A password management database may be leaked due to improper configuration of sogou.

A password management database may be leaked due to improper configuration of sogou.

A password management database may be leaked due to improper configuration of sogou.

Phpmyadmin has a setup. If the configuration is incorrect, you can directly view the database account and password. Refer to my steps:

Http://sbs.m.sogou.com/phpmyadmin/setup/index.php
 

 

 

The database address and account password are obtained as follows:

Address main. tcm. rds. sogou user name pfms password pfms12345678

Use the Account Login look, http://sbs.m.sogou.com/phpmyadmin/index.php
 

This account has low permissions, so it won't be ugly to getshell.

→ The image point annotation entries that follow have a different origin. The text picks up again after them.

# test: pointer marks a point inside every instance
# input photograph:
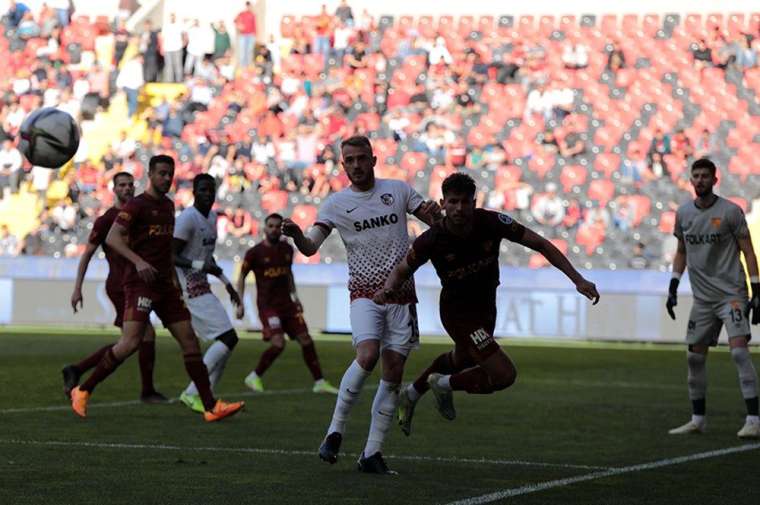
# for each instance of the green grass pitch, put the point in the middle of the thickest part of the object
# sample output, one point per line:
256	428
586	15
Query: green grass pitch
570	431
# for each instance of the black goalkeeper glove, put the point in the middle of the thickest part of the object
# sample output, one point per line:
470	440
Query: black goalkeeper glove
753	307
673	297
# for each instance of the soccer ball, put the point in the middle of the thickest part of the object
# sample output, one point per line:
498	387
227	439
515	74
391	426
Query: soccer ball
49	137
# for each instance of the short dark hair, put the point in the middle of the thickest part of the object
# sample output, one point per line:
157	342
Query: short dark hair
122	174
357	141
458	182
160	158
273	215
203	177
704	163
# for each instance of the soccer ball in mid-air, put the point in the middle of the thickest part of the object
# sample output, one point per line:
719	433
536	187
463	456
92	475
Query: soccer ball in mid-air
49	137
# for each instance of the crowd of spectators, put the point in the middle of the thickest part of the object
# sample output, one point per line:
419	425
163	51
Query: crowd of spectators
535	113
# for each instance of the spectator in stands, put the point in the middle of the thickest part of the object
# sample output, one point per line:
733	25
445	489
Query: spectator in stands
131	81
575	55
344	13
172	44
9	243
547	208
222	42
149	47
10	167
245	23
639	258
16	12
239	223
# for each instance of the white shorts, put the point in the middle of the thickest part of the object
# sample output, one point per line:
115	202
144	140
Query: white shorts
209	319
395	326
706	320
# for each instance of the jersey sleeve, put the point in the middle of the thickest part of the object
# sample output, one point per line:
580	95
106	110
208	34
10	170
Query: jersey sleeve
413	199
737	223
128	215
183	227
421	250
326	215
505	227
99	231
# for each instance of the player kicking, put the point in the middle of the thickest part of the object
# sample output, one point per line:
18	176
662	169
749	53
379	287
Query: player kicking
370	216
280	311
464	249
124	190
712	232
145	225
194	243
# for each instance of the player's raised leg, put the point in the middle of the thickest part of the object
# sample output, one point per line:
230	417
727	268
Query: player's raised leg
132	334
748	385
191	352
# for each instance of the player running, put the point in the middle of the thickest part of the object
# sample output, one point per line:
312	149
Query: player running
464	249
194	243
712	232
370	216
280	310
145	225
124	190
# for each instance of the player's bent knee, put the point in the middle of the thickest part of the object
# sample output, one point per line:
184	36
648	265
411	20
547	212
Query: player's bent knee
229	338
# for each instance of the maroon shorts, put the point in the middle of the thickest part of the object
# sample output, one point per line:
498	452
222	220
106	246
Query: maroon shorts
116	295
472	330
279	321
163	297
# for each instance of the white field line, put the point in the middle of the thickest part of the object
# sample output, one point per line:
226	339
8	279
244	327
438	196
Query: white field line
284	392
289	452
542	486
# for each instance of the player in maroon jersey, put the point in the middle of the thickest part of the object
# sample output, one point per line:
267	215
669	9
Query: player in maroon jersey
280	310
464	249
124	190
146	225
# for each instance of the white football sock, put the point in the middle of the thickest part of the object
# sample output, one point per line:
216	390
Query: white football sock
697	378
747	372
383	414
215	360
350	386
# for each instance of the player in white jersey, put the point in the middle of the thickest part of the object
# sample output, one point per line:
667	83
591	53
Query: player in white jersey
711	233
194	242
370	216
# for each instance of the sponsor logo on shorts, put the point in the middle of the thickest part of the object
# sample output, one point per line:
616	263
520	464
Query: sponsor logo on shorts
481	338
144	303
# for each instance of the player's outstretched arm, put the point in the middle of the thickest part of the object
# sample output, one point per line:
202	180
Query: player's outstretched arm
679	265
753	307
539	244
117	240
309	243
84	262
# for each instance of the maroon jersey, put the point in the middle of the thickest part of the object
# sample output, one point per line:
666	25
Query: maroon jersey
116	262
150	225
271	264
467	266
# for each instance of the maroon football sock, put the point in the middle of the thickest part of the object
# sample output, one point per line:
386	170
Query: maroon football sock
147	359
104	368
198	373
312	361
442	364
473	380
92	360
267	358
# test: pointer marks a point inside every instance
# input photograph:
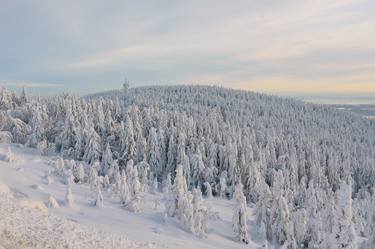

It also comes with a few small vulnerabilities.

Http://sbs.m.sogou.com/index.php/site/login wireless Side-by-side System

Username guest password 123456



Http://sbs.m.sogou.com/f/ Directory Traversal

Several sensitive files with database connection information are found, as shown below:

Http://sbs.m.sogou.com/f/code/main.py
 

db = MySQLdb.connect("search04.mysql.db.sogou-op.org", "vrfront", "sbsSafety", "VR_SBS", charset='utf8')#db = MySQLdb.connect("localhost", "root", "", "VR_SBS2", charset='utf8')

Http://sbs.m.sogou.com/f/code/iptest.py
 

db = MySQLdb.connect("search04.mysql.db.sogou-op.org", "frontoms", "frontoms", "sogou_oms", charset='utf8')#db = MySQLdb.connect("localhost", "root", "", "VR_SBS2", charset='utf8')

Http://sbs.m.sogou.com/f/newcode/db.py
 

HOST = "search04.mysql.db.sogou-op.org"USERNAME = "vrfront"PASSWORD = "sbsSafety"DATABASE = "VR_SBS"CHARSET = "utf8"# HOST = "10.11.195.224"# USERNAME = "root"# PASSWORD = ""# DATABASE = "sbs"# CHARSET = "utf8"

 

Solution:

1. Delete setup

2. directory traversal: Environment configuration and permissions.